Por los tiempos del “Jondias”, daba sus vueltas por el jardín otro personaje: el “niño Fidencio”, le llamaban. Hermano del “Mocín”, fumaba de idéntica manera a la de aquél, cargando un banquito en el que se subía toda vez que encontrara a alguien en el jardín para saludar y alardear de sus dotes de vidente: “Usted no está para saberlo ni yo para contarlo, pero yo tengo conocimiento de las artes oscuras”, decía. Mientras, por el otro lado del jardín, rondaba un personaje que padecía esquizofrenia y al que se podía ver hablando con su puño izquierdo, reclamándole las cosas que “hacía” y dándole de palmazos con la otra mano. Cuando la gente lo veía venir gritaban: “Aguas: ahí viene el loco”; y todavía los cuevanenses gritan la frase cuando se acerca alguien que no es precisamente un ejemplo de cordura. Por ahí mismo, bajo los laureles del Jardín Unión, resuenan hasta hoy las canciones de grupos norteños y mariachis, pero también de trovadores solitarios. Hasta hace unos años, un charrito de largos bigotes y noble expresión entonaba canciones rancheras mientras rasgaba una vieja y gastada guitarra. Voz ronca, ropa sencilla con costuras visibles a veces, ropa vieja y zapatos cascados. El Charrito, le decían, pero su nombre fue Luis Navarro Beltrán, a quien recordamos cariñosamente. No muy lejos, otro trovador de mirada triste, casi perdida, de quien nunca supe el nombre pero que tengo presente cantando “Gansito, gansito, gansito Marinela, gansito… recuérdame”. Seguramente no quería cantar, sino escapar de algún modo, hacia algún recuerdo, de esa realidad que claramente le lastimaba mientras tenía que procurarse el sustento, rasgando acordes en una desafinada guitarra.
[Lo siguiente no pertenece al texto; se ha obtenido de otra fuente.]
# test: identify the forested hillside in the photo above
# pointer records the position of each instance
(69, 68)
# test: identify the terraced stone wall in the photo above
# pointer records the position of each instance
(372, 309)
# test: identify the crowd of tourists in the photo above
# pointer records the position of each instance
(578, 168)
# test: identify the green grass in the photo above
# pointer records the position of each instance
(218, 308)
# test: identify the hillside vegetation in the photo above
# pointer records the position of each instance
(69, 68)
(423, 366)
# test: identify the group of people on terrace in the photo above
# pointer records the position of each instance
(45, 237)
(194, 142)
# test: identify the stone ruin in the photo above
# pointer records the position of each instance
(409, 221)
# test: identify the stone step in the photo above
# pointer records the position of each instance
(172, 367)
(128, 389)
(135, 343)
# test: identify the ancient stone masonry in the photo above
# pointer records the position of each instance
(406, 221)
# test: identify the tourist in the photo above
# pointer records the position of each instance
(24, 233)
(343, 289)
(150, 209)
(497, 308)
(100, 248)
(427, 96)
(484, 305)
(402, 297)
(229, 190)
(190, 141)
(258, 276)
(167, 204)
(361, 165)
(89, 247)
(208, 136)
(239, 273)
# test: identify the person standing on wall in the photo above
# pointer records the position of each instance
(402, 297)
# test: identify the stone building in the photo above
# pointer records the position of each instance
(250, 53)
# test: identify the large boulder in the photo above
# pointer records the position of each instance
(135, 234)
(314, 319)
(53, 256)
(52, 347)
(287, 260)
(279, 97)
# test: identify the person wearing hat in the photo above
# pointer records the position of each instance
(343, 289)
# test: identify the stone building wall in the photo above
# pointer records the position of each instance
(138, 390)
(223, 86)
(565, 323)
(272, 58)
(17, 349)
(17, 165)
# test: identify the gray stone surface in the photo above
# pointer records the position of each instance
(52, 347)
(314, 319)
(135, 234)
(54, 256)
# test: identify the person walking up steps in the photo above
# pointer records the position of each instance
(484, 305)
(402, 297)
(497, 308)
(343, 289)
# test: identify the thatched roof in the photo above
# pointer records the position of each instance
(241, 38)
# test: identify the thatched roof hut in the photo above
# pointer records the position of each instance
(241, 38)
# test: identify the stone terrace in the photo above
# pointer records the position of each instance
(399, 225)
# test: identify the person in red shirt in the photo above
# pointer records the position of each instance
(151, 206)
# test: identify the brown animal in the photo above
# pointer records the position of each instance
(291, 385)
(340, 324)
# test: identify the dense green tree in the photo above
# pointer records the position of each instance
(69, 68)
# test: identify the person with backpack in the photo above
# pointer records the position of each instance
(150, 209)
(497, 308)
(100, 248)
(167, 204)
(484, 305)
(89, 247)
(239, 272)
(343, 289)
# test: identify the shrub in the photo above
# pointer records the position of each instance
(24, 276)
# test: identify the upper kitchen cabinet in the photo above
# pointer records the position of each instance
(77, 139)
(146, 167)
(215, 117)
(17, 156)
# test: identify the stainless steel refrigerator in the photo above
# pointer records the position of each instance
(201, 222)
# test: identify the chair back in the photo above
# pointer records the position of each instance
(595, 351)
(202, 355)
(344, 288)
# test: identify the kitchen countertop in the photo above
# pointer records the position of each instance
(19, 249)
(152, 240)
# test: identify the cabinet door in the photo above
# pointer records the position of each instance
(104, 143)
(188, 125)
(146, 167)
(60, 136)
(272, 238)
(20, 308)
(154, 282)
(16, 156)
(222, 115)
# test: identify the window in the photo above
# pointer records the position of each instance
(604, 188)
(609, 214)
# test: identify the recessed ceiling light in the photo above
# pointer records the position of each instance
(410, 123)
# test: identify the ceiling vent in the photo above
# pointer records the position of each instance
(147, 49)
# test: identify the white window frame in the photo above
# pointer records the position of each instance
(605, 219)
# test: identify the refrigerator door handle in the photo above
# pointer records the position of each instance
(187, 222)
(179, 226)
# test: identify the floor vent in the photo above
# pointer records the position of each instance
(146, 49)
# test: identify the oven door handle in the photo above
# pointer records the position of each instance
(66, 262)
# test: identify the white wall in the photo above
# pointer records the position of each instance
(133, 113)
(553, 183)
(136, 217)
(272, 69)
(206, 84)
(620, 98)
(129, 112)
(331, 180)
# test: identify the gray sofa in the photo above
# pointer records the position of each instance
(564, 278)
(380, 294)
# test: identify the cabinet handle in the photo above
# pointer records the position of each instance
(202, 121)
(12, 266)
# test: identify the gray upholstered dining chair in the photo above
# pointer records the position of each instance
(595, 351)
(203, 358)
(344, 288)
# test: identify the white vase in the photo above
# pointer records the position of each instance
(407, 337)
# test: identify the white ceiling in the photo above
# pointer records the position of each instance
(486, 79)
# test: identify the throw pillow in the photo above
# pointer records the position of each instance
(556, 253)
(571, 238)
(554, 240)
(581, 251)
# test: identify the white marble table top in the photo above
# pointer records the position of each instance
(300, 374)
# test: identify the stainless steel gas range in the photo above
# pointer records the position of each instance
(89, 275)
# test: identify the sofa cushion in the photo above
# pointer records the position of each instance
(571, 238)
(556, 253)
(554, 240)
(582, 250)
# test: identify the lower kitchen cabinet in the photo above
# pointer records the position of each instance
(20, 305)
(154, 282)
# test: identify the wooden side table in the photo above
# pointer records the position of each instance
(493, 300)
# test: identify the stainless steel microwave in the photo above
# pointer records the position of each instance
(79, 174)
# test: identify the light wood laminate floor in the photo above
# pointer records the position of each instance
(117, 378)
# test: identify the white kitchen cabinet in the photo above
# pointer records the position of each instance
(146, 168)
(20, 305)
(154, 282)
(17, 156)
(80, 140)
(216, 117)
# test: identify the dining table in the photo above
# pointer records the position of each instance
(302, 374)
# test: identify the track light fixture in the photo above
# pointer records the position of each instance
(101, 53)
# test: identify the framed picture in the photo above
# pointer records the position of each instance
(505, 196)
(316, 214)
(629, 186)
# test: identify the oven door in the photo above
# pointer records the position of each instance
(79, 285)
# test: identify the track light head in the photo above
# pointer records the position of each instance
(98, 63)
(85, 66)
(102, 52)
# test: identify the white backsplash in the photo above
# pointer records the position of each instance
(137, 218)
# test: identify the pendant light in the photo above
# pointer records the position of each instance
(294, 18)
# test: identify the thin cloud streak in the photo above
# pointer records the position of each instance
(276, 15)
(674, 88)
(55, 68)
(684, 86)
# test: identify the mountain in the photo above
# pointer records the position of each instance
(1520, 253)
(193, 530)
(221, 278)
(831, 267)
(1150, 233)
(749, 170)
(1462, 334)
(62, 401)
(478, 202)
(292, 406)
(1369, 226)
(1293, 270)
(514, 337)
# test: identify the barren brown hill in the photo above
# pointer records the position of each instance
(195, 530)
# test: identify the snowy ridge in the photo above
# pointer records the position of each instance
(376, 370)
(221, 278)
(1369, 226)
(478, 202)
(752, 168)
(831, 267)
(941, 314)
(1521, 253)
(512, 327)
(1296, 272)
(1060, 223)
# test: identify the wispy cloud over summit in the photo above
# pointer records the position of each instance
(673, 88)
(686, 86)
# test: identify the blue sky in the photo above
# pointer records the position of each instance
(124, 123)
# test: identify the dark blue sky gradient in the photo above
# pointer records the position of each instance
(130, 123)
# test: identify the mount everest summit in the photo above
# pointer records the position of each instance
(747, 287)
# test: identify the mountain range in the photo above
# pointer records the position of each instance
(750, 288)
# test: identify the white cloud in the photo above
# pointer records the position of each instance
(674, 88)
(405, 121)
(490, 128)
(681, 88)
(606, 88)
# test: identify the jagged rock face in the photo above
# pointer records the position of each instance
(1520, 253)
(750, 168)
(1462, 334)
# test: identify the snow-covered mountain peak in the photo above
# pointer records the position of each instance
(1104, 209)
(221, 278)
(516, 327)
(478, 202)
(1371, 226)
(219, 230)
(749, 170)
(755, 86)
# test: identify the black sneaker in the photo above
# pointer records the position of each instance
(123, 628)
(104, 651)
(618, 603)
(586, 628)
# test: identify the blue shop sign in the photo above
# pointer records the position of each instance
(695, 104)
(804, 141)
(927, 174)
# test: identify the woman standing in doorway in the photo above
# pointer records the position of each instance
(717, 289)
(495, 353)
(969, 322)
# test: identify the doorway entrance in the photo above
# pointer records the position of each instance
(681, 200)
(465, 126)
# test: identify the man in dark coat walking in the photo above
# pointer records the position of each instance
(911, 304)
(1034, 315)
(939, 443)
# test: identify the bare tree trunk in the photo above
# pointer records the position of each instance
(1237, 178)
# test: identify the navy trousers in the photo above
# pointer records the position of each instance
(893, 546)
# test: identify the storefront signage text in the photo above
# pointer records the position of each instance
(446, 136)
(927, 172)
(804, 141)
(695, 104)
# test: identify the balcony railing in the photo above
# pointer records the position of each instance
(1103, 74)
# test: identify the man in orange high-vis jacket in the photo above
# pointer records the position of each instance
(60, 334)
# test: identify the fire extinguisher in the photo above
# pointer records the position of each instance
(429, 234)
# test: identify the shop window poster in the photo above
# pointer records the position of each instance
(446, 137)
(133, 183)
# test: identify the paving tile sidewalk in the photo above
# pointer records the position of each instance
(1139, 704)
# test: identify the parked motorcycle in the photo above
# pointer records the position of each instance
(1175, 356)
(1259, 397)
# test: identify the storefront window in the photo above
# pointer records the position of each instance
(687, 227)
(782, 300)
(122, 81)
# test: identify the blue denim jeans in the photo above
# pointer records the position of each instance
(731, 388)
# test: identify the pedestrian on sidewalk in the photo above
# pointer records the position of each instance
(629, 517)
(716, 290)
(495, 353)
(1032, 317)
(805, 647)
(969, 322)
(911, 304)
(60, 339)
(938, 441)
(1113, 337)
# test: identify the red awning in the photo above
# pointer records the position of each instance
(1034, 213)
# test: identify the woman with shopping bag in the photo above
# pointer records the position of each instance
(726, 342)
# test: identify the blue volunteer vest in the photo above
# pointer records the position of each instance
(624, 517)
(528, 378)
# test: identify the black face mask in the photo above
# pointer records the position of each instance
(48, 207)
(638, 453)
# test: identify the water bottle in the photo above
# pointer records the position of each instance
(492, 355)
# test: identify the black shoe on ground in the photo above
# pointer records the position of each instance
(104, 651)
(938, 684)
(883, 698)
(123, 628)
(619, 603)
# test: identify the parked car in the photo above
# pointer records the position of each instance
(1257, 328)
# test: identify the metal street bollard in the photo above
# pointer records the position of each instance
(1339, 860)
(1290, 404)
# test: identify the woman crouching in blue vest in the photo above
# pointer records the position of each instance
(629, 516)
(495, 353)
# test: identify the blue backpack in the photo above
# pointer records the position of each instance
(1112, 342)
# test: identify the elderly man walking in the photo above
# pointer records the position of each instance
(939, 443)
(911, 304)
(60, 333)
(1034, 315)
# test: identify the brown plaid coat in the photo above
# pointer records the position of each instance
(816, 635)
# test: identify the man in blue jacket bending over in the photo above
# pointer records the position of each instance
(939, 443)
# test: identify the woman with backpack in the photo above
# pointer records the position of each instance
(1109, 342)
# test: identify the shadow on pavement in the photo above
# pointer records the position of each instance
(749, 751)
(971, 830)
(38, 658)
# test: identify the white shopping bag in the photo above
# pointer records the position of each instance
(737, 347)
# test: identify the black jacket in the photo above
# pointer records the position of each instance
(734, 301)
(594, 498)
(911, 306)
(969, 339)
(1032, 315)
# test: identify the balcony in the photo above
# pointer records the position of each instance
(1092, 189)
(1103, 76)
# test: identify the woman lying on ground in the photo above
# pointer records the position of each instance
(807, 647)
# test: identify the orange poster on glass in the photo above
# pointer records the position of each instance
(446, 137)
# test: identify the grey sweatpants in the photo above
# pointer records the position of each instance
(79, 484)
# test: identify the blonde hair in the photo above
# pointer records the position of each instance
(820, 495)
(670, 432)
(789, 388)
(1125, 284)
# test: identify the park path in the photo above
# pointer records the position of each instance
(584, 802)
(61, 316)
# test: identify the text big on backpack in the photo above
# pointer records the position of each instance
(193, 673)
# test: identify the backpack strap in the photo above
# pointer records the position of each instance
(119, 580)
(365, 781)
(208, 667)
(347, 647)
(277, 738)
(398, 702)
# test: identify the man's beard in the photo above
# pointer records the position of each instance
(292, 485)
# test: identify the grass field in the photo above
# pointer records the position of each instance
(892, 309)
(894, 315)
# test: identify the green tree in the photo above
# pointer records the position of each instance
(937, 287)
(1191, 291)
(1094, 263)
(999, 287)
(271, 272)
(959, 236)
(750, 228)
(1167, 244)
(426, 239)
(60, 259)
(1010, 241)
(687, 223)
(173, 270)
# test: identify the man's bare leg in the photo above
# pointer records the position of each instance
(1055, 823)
Hay también los personajes pintorescos con aire de intelectuales; uno cómico y estrafalario, deambula por la ciudad desde hace décadas: un muchacho (ahora ya no tanto) delgado, de lentes y pelo parado, aunque corto; viste casi siempre shorts y sudadera complementando el atuendo con sandalias y calcetas de futbolista. Dicen mis amigos químicos que solía rondar por la facultad e incluso entraba a algunas clases sin ser estudiante, cargando libros que no leía, incluso mientras pedía dinero por las calles (“¿Tienes un peso que me regales?”, dice todavía). Aún se le ve frente a la deportiva pidiendo raite, para desaparecer por temporadas tras las cuales se le vuelve a ver por la ciudad.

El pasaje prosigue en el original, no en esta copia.